The type of torture used by the U.S. on the Guantanamo suspects is of a special type. Senator Levin revealed that the the U.S. used Communist torture techniques specifically aimed at creating false confessions (see this, this, this and this).
According to NBC News:
- Much of the 9/11 Commission Report was based upon the testimony of people who were tortured
- At least four of the people whose interrogation figured in the 9/11 Commission Report have claimed that they told interrogators information as a way to stop being "tortured."
- One of the Commission's main sources of information was tortured until he agreed to sign a confession that he was not even allowed to read
- The 9/11 Commission itself doubted the accuracy of the torture confessions, and yet kept their doubts to themselves
In fact, the 9/11 Commission Report was largely based on third-hand accounts of what tortured detainees said, with two of the three parties in the communication being government employees.
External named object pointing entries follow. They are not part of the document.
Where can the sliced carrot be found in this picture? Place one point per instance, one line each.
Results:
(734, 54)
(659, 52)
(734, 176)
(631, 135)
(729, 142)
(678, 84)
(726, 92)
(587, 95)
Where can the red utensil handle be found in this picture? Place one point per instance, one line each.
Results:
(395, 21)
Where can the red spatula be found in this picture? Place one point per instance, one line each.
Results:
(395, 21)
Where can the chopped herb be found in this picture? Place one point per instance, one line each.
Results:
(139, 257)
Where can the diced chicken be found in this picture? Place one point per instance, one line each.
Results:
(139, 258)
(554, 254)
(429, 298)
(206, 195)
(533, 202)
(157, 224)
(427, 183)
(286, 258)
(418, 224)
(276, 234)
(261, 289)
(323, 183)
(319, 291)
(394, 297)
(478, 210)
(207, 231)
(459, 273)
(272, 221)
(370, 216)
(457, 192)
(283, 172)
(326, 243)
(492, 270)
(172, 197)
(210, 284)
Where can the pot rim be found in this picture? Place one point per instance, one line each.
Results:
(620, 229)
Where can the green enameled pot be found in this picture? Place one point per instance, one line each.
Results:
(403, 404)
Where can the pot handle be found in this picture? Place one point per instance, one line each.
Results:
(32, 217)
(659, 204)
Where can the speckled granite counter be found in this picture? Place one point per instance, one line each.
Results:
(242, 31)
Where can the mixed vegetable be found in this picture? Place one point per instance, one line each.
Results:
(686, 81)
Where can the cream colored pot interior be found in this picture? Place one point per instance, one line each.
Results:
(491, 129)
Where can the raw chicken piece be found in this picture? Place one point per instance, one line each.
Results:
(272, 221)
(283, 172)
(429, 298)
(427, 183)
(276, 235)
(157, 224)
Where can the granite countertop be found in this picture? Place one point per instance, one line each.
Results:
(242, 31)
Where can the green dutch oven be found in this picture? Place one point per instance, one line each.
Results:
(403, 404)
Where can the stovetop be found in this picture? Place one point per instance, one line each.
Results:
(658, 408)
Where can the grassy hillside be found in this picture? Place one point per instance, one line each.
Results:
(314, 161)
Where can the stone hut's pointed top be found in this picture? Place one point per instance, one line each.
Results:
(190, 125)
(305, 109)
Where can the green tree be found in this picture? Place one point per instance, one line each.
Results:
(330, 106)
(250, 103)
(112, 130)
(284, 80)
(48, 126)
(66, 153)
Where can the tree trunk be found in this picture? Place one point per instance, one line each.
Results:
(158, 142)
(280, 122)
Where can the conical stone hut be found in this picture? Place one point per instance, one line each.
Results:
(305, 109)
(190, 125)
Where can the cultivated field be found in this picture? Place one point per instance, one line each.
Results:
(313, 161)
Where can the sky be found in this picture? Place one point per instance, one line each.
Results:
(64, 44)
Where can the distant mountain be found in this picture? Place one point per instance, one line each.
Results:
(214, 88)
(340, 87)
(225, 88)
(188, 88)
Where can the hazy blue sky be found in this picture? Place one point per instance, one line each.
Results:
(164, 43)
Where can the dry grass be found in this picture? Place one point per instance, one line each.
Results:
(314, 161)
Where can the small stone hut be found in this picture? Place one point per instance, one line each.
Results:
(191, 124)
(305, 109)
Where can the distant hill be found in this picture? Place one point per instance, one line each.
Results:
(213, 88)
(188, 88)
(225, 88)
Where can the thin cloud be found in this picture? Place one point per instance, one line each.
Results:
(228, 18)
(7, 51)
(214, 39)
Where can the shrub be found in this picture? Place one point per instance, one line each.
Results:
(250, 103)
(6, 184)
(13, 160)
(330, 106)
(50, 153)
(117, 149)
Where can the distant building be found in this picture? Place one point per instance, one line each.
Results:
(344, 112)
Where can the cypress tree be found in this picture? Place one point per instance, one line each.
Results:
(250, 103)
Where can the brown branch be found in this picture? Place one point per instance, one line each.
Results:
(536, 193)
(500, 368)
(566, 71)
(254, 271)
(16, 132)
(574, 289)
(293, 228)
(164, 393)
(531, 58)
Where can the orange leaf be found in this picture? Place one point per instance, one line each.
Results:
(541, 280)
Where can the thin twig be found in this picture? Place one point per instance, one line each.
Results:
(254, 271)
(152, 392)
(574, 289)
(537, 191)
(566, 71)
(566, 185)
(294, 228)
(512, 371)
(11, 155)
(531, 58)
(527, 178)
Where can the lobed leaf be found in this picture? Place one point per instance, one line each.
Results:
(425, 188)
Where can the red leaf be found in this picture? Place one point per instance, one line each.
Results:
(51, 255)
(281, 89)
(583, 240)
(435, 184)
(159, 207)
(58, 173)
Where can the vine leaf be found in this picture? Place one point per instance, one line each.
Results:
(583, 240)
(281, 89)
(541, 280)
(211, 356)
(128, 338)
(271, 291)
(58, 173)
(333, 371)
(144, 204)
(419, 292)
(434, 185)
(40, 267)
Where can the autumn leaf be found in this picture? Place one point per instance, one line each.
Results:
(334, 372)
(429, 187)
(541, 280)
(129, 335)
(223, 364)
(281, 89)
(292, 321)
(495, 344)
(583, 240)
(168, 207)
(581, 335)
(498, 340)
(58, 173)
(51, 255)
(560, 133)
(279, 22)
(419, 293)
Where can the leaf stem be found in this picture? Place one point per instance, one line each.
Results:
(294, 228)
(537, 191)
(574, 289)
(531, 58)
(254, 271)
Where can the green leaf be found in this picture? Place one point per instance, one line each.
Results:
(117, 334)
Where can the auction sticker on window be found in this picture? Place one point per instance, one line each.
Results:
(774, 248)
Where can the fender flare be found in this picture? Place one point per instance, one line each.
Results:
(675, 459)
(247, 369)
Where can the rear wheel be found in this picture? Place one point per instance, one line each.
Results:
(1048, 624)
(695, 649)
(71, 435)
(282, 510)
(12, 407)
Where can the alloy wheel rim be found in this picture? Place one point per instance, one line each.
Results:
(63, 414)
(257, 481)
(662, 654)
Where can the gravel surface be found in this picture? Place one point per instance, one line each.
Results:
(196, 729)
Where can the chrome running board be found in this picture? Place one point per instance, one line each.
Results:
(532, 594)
As the 9/11 Commission Report itself states:
Chapters 5 and 7 rely heavily on information obtained from captured al Qaeda members. A number of these "detainees" have firsthand knowledge of the 9/11 plot. Assessing the truth of statements by these witnesses-sworn enemies of the United States-is challenging. Our access to them has been limited to the review of intelligence reports based on communications received from the locations where the actual interrogations take place. We submitted questions for use in the interrogations, but had no control over whether, when, or how questions of particular interest would be asked. Nor were we allowed to talk to the interrogators so that we could better judge the credibility of the detainees and clarify ambiguities in the reporting.
In other words, the 9/11 Commissioners were not allowed to speak with the detainees, or even their interrogators. Instead, they got their information third-hand.
The Commission didn't really trust the interrogation testimony. For example, one of the primary architects of the 9/11 Commission Report -- Ernest May -- said in May 2005:
We never had full confidence in the interrogation reports as historical sources.
New York Times investigative reporter Philip Shenon Newsweek noted in a 2009 essay in Newsweek that the 9/11 Commission Report was unreliable because most of the information was based on the statements of tortured detainees:
The commission appears to have ignored obvious clues throughout 2003 and 2004 that its account of the 9/11 plot and Al Qaeda's history relied heavily on information obtained from detainees who had been subjected to torture, or something not far from it.
The panel raised no public protest over the CIA's interrogation methods, even though news reports at the time suggested how brutal those methods were. In fact, the commission demanded that the CIA carry out new rounds of interrogations in 2004 to get answers to its questions.
That has troubling implications for the credibility of the commission's final report. In intelligence circles, testimony obtained through torture is typically discredited; research shows that people will say anything under threat of intense physical pain. [That's what top military interrogators say.]
And yet it is a distinct possibility that Al Qaeda suspects who were the exclusive source of information for long passages of the commission's report may have been subjected to "enhanced" interrogation techniques, or at least threatened with them, because of the 9/11 Commission".
Information from CIA interrogations of two of the three--KSM and Abu Zubaydah--is cited throughout two key chapters of the panel's report focusing on the planning and execution of the attacks and on the history of Al Qaeda. [Remember the names "KSM" and "Abu Zubaydah" - we'll get back to them below.]
Footnotes in the panel's report indicate when information was obtained from detainees interrogated by the CIA. An analysis by NBC News found that more than a quarter of the report's footnotes--441 of some 1,700--referred to detainees who were subjected to the CIA's "enhanced" interrogation program, including the trio who were waterboarded.